As a further means of punishing the act done in violation of the statute, he may, under the Philippine
Code, be made to suffer a subsidiary imprisonment for a term not to exceed one-third of the principal
penalty in lieu of the restoration of the sum found to be embezzled. The sentence of the supreme court
of the Philippines Islands, including the imprisonment in lieu of the payment of the sum found due, was
because of the conviction for the violation of this statute (art. 535, par. 5, Penal Code); in other words
the money payment was part of the punishment, and was not imposed as an imprisonment for non-
payment of the debt, regardless of the criminal offense committed. The sentence and each part of it was
imposed because of the conviction of the defendant of the criminal offense charged.

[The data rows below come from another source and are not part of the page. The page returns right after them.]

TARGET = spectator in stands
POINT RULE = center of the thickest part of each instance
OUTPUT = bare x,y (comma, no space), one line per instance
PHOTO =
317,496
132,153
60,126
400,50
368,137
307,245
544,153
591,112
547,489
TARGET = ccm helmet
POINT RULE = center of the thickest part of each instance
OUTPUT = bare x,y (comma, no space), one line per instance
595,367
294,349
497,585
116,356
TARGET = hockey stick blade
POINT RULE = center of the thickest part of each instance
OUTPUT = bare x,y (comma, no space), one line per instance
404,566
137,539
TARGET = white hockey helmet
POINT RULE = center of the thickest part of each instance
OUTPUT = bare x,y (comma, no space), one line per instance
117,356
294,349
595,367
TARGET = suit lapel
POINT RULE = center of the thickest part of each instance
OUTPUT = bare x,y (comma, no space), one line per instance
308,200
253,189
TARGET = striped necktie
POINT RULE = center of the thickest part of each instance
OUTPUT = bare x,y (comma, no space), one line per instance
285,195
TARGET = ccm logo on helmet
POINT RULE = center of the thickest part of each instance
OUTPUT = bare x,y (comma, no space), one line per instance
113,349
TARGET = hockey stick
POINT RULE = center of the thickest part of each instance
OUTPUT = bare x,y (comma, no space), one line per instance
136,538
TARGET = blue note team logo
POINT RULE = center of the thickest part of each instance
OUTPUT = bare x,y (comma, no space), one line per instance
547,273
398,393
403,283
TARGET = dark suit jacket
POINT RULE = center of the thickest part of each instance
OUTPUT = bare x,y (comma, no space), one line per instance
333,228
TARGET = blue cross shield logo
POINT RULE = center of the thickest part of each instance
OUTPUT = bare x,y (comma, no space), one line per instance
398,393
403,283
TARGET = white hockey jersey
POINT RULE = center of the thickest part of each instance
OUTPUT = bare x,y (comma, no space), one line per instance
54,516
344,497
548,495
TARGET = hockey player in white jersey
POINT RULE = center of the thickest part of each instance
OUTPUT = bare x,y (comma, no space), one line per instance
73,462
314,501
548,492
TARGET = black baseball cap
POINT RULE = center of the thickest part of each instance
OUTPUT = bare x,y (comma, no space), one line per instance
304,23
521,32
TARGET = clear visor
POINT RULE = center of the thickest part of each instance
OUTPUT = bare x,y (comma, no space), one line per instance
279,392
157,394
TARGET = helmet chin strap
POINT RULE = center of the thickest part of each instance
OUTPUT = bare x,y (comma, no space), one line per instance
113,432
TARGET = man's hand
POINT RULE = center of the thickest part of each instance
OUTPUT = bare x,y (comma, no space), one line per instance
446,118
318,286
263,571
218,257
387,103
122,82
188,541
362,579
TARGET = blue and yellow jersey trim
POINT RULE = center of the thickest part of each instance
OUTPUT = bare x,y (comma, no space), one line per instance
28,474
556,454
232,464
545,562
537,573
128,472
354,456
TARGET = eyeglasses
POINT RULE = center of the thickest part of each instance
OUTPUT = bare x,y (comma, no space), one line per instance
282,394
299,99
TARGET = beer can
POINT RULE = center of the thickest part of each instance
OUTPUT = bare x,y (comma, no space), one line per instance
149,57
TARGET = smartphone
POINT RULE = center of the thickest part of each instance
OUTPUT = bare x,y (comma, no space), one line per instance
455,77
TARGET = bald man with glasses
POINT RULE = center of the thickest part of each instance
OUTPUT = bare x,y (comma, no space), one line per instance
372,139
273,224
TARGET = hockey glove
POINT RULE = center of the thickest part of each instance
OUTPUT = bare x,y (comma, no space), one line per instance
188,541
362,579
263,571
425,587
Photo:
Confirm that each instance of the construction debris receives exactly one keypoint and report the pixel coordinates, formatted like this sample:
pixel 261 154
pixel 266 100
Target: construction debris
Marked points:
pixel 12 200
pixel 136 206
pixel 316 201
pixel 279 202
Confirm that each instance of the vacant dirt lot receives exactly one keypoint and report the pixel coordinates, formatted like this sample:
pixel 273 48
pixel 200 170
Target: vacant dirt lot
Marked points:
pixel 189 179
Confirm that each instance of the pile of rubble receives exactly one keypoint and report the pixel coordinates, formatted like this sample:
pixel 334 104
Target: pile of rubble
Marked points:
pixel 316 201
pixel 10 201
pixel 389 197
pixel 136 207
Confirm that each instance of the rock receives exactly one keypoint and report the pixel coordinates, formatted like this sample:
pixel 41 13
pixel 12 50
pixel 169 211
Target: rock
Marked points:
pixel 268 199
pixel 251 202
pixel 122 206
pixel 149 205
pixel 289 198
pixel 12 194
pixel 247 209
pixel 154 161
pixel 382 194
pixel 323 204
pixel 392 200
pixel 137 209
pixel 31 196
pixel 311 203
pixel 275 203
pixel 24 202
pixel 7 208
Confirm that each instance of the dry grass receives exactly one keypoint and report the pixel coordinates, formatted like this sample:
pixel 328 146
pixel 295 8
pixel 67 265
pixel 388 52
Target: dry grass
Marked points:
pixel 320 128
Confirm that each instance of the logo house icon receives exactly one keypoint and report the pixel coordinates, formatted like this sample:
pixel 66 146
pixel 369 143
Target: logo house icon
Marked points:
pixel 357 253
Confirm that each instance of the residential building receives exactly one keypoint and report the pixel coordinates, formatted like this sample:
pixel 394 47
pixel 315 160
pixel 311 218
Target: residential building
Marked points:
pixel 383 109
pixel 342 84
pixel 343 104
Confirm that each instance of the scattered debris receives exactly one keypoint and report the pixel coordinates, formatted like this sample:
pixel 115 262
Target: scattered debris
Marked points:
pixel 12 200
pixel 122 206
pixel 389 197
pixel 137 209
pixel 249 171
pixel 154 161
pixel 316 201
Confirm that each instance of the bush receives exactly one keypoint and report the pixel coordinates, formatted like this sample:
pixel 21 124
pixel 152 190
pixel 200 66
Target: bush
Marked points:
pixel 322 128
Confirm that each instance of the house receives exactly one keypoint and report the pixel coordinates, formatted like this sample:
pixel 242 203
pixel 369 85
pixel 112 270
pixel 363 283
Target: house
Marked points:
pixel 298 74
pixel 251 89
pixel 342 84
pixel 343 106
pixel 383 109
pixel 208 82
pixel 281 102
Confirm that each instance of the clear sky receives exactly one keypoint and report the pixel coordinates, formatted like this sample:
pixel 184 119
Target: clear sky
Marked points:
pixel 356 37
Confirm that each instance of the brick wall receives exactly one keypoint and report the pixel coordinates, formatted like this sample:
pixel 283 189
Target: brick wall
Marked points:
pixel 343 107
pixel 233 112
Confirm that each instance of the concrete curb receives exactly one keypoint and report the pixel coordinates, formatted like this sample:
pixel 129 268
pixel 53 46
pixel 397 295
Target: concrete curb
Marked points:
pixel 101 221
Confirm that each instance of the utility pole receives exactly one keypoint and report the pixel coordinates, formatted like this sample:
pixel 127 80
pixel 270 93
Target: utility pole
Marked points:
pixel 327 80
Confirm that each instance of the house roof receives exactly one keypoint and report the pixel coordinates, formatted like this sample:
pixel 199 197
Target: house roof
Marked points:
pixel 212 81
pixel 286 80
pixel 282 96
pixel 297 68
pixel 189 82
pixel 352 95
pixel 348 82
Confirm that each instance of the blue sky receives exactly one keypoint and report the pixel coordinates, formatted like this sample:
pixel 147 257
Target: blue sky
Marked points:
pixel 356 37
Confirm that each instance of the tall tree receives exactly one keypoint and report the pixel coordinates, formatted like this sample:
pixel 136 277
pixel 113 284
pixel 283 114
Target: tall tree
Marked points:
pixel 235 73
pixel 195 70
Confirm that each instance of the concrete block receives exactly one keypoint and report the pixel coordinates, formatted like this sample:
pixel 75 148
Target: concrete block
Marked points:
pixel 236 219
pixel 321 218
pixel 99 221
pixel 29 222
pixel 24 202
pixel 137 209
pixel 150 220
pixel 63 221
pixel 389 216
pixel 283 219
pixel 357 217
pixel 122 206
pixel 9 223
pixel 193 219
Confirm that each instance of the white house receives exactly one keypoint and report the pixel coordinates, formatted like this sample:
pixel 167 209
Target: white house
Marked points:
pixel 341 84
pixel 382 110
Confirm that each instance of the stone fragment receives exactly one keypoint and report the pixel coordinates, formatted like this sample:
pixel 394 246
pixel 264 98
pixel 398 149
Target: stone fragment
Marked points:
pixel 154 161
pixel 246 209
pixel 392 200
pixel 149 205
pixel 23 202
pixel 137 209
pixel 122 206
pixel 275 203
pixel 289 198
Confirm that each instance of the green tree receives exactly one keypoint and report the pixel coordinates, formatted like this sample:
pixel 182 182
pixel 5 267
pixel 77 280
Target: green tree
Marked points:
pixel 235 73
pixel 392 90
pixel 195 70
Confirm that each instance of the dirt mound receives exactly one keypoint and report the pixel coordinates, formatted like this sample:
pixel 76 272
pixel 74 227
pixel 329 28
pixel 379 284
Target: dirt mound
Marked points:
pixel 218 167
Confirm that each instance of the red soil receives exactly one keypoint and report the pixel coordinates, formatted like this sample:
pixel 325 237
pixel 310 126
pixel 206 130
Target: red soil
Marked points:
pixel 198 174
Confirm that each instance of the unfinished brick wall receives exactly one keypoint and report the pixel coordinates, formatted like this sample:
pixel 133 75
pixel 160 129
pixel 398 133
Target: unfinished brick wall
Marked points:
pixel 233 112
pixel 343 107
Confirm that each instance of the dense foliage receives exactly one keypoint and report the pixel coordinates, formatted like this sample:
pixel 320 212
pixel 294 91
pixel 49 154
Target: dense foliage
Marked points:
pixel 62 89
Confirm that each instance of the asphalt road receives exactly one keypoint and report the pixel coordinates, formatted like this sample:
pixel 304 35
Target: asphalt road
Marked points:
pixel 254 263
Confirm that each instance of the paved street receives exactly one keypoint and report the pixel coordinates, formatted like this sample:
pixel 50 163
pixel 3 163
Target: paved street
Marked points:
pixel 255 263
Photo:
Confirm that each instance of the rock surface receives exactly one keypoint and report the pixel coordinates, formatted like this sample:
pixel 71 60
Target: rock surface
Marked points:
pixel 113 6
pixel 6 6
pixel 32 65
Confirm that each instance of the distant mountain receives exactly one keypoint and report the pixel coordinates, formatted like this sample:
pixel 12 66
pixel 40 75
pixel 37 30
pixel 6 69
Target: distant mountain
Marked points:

This situation is not changed because the sentence provides for a release from the subsidiary
imprisonment upon payment of the money wrongfully converted. The sentence imposed, nevertheless
includes the requirements to pay money because of the conviction of the offense. The requirement that
there shall be no imprisonment for debt was intended to prevent the resort to that remedy for the
collection of contract debts, and not to prevent the State from imposing a sentence for crime which
should require the restoration of the sum of money wrongfully converted in violation of a criminal
statute. The non-payment of the money is a condition upon which the punishment is imposed. (State vs.
Nicholson, 67 Md., 1; 8 Atl., 817.)

We do not think that the sentence and judgment violated the statute providing that no person shall be
imprisoned for debt.

In the judgment appealed from the defendant was found guilty of the crime of estafa, not because
Juana Juan could not get possession of the land that he had offered as security for the payment of his
debt — as incorrectly stated in the second assignment of error by the defense, for, as already stated,
there was no such debt or any security for it — but because, according to the facts proven at the trial,
the defendant pretended to be the owner and possessor of the land described in the deed Exhibit A,
when in fact such land did not exist, deceived said Juana Juan in order to obtain from her ht P327 and
the 6 cavanes of rice which were delivered to him by her, and to her prejudice, appropriated to himself
said money and rice. These acts defined in paragraph 1 of article 535 of the Penal Code, and punished in
paragraph 2 of article 534 of the same code, constitute the crime of estafa, as the court below so held.
The later, therefore, did not err in not acquitting the defendant and, in imposing upon him instead, the
penalty corresponding to said crime in the medium degree, since it was not found that its commission
was attended by any circumstance modifying criminal liability.

For the foregoing reasons we affirm the judgment appealed from, with the costs of this instance against
the appellant. So ordered.

Arellano, C.J., Johnson Carson, Street and Malcolm, JJ., concur.